I am not able to get the values in structured format as it is in PDF, can anyone help me with that ASAP? please share the expression as that will help me, I am new to this domain.

You can try that with Regex
Have you tried ?

@Sudharsan_AIT Thanks for your response, I am not from Technical / coding background, I took a shift from management domain, that is why I am finding help here, I don’t know regex yet. at learning phase :smiley:

If you could help me with that I can try that out.

Thanks.

Hi @Rajesh_Shet

Here is the workflow

Sample.xaml (7.0 KB)
and Excel file
Sample.xlsx (9.0 KB)

The same way as you created
1 . Read PDF Text to get the string text.(Properties-> Preserve Formating =True)
3. Generate Data Table to convert that to Data Table

  1. Write range to write the data to excel.

Let me know if this works

Regards
Sudharsan

1 Like

Thanks alot @Sudharsan_AIT let me try that.

If you have more files in the folder
Steps will be like :
1 )For Each Item in Directory.GetFiles(“The Path of your folder in which the files will be there”,"*.pdf") (This will get all the excel files and store it as string of array)(Properties->Arguments=String)
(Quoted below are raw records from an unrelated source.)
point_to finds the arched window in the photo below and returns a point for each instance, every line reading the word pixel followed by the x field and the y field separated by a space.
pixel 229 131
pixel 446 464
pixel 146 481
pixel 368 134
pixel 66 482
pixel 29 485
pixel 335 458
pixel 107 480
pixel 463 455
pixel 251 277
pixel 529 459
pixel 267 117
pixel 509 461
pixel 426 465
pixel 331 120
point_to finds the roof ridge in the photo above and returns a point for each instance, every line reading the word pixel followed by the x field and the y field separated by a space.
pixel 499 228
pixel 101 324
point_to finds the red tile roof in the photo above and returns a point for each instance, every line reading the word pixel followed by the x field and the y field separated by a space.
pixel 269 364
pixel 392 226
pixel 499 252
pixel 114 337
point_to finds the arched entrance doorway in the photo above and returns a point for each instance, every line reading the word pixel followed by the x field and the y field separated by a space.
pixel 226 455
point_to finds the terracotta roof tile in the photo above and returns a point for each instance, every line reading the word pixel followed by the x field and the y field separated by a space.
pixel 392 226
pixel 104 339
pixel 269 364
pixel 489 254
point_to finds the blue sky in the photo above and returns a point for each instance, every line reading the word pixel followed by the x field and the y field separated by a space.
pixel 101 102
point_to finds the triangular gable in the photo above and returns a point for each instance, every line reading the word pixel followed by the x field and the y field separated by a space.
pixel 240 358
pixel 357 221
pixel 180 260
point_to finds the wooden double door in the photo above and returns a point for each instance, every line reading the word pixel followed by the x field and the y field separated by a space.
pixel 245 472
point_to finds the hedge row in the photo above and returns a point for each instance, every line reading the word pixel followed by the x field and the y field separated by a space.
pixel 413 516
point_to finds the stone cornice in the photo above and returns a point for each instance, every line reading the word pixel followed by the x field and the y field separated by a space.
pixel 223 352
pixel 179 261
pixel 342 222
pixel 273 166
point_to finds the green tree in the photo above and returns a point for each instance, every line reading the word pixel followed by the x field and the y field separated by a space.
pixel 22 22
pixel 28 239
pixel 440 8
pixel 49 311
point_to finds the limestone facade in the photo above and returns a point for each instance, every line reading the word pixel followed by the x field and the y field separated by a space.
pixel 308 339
Inside steps will be same as above
Sample.xaml (7.9 KB)

Hi @Sudharsan_AIT,

Please avoid attaching only xaml files as reponses to questions.

What is the approach you used? Show the person asking the question why the suggested approach is a good / reliable approach.

People who read this thread will benifit from description of your approach. Xaml files alone are not really helpful. Let the readers review different approaches.

At the minimum, try to attach a screenshot of your workflow with some annotations.

1 Like

Yes @jeevith Sir ,Sure

Hi @Rajesh_Shet,

Welcome to the forum.

As you are a just starting with Studio as a tool, I suggest you review similar topics already solved in the forum.

  1. @Cristian_Negulescu has a very good video on PDF extraction which you can refer to in this thread.
    Brainstorming Solutions for Editing Data in PDFs - Help / Activities - UiPath Community Forum

  2. You can also use the Search and Advanced Search to find similar topics and filter to solved. It is a powerful / quick way of navigating to solved queries in the forum.

image —> Options


  1. If you remember the authors user name you can also use @ForumUSERNAME

1 Like

Thank for the detailed guidance, appreciate your time and effort @jeevith .

Firstly, thank you for your help.

This worked well with Sample I provided as it was generated using excel, but the actual file I am having is an exported PDF report, generated using a software. as the details are confidential it will not be possible to share the actual PDF file with you, but all I can say is that format looks same in that PDF as well.

Seems like that PDF does not retain format, and it is merging first and second column as one and writing to coloum1. output is messy.

  1. first column contains only integer
  2. second column (“Name”) contains 17 characters with underscore included in between.
  3. similarly other column are varying in character count.

Is there a better way to do that??

In Parallel i’m looking into what was shared by @jeevith

This topic was automatically closed 3 days after the last reply. New replies are no longer allowed.